Does an open-source technique exist to simulate all possible memory-access-ordering permutations to exhaustively unit test threaded C or C++ code?
REMARKS AND EXAMPLE
One answer is: "Use a memory-safe/functional/very-high-level language. Avoid C and C++." However, that answer answers a different question. Rust, Go, Erlang, Haskell, etc., are great; but my question regards unconstrained C, C++, assembly, or the like.
Another answer is: "Avoid the question by using future
, promise
, etc." However, my question regards testing methods, not coding methods. I do not seek a code to help me satisfy a paradigm, but a paradigm (or tool) to help me test my code.
The file memory-barriers.txt in the Linux kernel's source documentation affords a suitable example:
[C]onsider the following sequence of events:
CPU 1 CPU 2
=============== ===============
{ A == 1; B == 2 }
A = 3; x = B;
B = 4; y = A;
The set of accesses as seen by the memory system in the middle can be arranged in 24 different combinations:
STORE A=3, STORE B=4, y=LOAD A->3, x=LOAD B->4
STORE A=3, STORE B=4, x=LOAD B->4, y=LOAD A->3
STORE A=3, y=LOAD A->3, STORE B=4, x=LOAD B->4
STORE A=3, y=LOAD A->3, x=LOAD B->2, STORE B=4
STORE A=3, x=LOAD B->2, STORE B=4, y=LOAD A->3
STORE A=3, x=LOAD B->2, y=LOAD A->3, STORE B=4
STORE B=4, STORE A=3, y=LOAD A->3, x=LOAD B->4
STORE B=4, ...
...
and can thus result in four different combinations of values:
x == 2, y == 1
x == 2, y == 3
x == 4, y == 1
x == 4, y == 3
Rather than waiting for a Heisenbug to appear, for simple code like the above, one would rather just simulate all 24 cases in advance.

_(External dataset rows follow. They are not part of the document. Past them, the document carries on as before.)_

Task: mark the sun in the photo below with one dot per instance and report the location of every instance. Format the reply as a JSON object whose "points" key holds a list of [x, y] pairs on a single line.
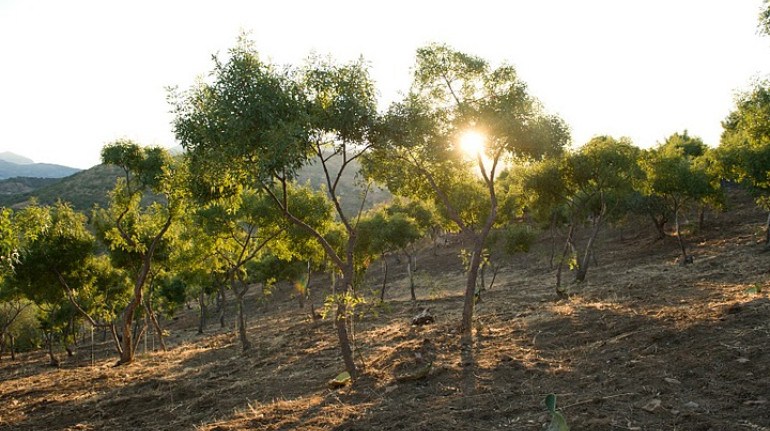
{"points": [[472, 143]]}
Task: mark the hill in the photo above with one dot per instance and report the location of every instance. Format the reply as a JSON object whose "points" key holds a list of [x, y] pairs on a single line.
{"points": [[83, 190], [38, 170], [21, 185], [15, 158], [643, 344], [91, 186]]}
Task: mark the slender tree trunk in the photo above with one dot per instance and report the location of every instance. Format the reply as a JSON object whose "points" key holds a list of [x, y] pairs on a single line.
{"points": [[767, 230], [155, 325], [340, 321], [411, 279], [470, 288], [660, 225], [552, 231], [567, 247], [582, 271], [202, 315], [240, 293], [49, 341], [222, 305], [384, 276], [685, 258]]}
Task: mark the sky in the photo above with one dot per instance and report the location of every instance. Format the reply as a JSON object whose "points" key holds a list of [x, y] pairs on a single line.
{"points": [[76, 75]]}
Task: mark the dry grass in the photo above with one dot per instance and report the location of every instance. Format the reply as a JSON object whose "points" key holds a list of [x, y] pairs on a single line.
{"points": [[641, 332]]}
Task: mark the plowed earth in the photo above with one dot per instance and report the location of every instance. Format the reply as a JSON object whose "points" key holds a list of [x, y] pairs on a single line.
{"points": [[644, 344]]}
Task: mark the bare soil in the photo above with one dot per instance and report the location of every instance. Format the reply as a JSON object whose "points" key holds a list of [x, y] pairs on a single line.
{"points": [[644, 344]]}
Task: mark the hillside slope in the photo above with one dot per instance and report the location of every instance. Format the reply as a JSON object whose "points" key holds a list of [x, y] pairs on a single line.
{"points": [[643, 345], [38, 170], [91, 187]]}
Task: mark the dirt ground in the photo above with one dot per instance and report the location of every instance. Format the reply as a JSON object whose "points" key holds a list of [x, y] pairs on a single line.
{"points": [[644, 344]]}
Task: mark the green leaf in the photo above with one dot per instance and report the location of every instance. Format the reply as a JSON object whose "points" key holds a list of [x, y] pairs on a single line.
{"points": [[341, 380], [558, 422], [550, 402]]}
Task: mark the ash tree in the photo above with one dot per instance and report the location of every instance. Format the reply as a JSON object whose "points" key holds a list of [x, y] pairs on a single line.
{"points": [[677, 176], [744, 149], [600, 178], [140, 236], [588, 186], [254, 125], [459, 98], [58, 269]]}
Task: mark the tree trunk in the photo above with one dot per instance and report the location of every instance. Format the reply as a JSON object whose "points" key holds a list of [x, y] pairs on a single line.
{"points": [[660, 225], [685, 259], [202, 315], [222, 305], [49, 341], [240, 293], [341, 320], [155, 325], [384, 277], [582, 271], [470, 287], [567, 247], [411, 279], [767, 230], [552, 231]]}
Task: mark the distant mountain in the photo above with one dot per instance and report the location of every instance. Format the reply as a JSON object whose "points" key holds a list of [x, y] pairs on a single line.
{"points": [[15, 158], [36, 170], [20, 185], [82, 190], [91, 187]]}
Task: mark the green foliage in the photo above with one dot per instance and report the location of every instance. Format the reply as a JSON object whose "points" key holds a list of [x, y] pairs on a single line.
{"points": [[674, 174], [25, 326], [558, 422], [743, 154], [518, 238], [57, 246], [9, 242]]}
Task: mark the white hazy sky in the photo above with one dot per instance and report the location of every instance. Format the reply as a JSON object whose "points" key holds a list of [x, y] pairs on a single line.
{"points": [[75, 75]]}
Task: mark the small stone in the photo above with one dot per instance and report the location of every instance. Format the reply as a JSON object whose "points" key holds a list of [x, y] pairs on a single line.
{"points": [[652, 405]]}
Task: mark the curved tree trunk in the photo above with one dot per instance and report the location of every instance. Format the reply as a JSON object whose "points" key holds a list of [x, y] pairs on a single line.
{"points": [[582, 271], [685, 259], [384, 276], [767, 230], [660, 225], [568, 245], [340, 322], [240, 293], [470, 286], [202, 315]]}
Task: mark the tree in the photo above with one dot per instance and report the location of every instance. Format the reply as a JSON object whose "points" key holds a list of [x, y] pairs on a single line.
{"points": [[384, 231], [255, 126], [675, 177], [135, 233], [240, 229], [454, 98], [56, 250], [597, 179], [743, 154]]}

Does an open-source technique exist to simulate the 24 cases?
If the technique does not exist, then could it exist? Or would combinatorial explosion render such a technique useless in practice? If the latter, then how do disciplined C++ programmers instead unit test threaded logic when coding for maximum performance?

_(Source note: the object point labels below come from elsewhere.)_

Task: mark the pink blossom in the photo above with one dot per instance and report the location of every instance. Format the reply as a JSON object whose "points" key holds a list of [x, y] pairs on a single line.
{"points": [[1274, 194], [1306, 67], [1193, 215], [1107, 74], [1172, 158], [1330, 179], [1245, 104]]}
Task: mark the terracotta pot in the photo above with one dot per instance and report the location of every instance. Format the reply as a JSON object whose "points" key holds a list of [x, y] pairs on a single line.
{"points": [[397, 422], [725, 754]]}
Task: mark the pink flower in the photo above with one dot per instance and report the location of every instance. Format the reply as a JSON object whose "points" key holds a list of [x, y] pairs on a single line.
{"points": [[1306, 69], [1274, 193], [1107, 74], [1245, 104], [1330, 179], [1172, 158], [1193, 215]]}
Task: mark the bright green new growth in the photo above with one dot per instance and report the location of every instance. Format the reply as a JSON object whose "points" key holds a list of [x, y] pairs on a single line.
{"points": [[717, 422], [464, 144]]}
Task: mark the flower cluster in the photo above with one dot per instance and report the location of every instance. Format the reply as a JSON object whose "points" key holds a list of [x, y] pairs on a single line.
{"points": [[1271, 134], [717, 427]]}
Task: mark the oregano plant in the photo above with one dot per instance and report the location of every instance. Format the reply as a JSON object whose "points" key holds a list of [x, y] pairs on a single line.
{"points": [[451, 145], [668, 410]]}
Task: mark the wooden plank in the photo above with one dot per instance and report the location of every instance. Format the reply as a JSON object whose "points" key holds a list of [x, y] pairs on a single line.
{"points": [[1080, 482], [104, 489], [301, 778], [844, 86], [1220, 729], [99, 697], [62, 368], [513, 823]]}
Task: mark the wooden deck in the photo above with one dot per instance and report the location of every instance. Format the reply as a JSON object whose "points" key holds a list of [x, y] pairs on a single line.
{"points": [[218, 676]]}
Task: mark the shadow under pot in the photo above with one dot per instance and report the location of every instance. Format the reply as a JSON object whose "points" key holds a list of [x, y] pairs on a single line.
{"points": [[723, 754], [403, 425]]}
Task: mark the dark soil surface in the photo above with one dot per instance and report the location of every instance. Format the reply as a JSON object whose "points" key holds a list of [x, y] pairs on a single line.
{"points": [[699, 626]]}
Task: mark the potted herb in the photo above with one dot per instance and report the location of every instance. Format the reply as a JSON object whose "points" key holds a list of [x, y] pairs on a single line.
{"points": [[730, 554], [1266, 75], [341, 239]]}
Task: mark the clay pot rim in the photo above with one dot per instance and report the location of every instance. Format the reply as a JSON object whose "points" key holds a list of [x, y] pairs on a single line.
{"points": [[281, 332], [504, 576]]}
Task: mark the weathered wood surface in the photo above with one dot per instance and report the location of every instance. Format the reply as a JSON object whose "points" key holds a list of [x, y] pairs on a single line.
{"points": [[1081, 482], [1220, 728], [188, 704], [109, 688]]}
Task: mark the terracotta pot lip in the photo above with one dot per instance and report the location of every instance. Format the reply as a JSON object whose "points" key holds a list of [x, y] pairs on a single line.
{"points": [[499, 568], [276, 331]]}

Various authors have warned how hard it is to think right about concurrency. An open-source technique or tool to systematically expose potential faults in concrete cases would help, if it existed. Does it?
REFERENCES
- There exists this answer, but it's seven years old and anyway does not much help.

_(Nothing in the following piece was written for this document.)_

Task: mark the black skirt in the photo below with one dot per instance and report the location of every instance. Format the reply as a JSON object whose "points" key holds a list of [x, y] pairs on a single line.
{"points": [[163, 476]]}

- There also exist these answers, but they're just as old and do not regard open source.
- Here is a question that wasn't precise enough.
- Here is a very interesting question with various partial answers, but it's nine years old. (No one really had an answer back then, apparently.)
- Here is someone off-site who at least understands the question.
- There exist various questions and answers on-site for Java, but Java is not what I was asking about.
- This answer re Objective C is straightforward, illuminating and recent, though not quite on target.